Compositional 3D scene synthesis has diverse applications across a spectrum of industries such as robotics, films, and video games, as it closely mirrors the complexity of real-world multi-object environments. Conventional works typically employ shape retrieval based frameworks which naturally suffer from limited shape diversity. Recent progresses have been made in object shape generation with generative models such as diffusion models, which increases the shape fidelity. However, these approaches separately treat 3D shape generation and layout generation. The synthesized scenes are usually hampered by layout collision, which suggests that the scene-level fidelity is still under-explored. In this paper, we aim at generating realistic and reasonable 3D indoor scenes from scene graph. To enrich the priors of the given scene graph inputs, large language model is utilized to aggregate the global-wise features with local node-wise and edge-wise features. With a unified graph encoder, graph features are extracted to guide joint layout-shape generation. Additional regularization is introduced to explicitly constrain the produced 3D layouts. Benchmarked on the SG-FRONT dataset, our method achieves better 3D scene synthesis, especially in terms of scene-level fidelity.

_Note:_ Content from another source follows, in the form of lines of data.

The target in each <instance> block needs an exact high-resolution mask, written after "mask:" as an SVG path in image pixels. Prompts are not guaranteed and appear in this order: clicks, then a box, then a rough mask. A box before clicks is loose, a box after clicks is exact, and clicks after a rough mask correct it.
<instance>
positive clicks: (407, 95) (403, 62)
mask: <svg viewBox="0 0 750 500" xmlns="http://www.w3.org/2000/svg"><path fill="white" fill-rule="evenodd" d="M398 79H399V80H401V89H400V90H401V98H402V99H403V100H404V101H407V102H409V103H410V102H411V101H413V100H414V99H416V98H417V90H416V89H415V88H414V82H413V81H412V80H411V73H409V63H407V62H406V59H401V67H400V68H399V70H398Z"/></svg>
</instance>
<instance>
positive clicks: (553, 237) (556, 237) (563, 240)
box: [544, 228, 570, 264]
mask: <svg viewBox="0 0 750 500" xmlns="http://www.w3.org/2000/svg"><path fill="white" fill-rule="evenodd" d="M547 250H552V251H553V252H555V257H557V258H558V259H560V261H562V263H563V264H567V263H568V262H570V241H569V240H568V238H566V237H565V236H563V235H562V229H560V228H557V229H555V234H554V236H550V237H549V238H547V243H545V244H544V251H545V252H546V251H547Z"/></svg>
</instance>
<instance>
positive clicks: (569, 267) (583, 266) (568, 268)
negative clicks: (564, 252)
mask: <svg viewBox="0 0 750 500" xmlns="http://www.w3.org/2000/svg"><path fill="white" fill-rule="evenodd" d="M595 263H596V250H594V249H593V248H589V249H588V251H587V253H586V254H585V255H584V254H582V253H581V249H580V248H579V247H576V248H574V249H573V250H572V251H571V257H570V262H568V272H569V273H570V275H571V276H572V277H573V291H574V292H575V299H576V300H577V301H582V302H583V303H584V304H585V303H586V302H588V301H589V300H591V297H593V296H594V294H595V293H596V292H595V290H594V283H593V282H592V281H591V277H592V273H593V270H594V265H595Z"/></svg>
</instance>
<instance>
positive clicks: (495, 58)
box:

Unlike previous works that show poor shape consistency or spatial arrangements, Planner3D can synthesize higher-fidelity 3D scenes which demonstrate more realistic layout configuration while preserving shape consistency and diversity.
Given a scene graph describing the desired multi-object 3D scene using objects as nodes and their relationships as edges, Planner3D is able to synthesize realistic 3D scenes with consistent 3D object shapes and spatial layouts. Planner3D consists of two main components: a scene graph prior enhancement mechanism and a dual-branch encoder-decoder architecture for graph-to-scene generation.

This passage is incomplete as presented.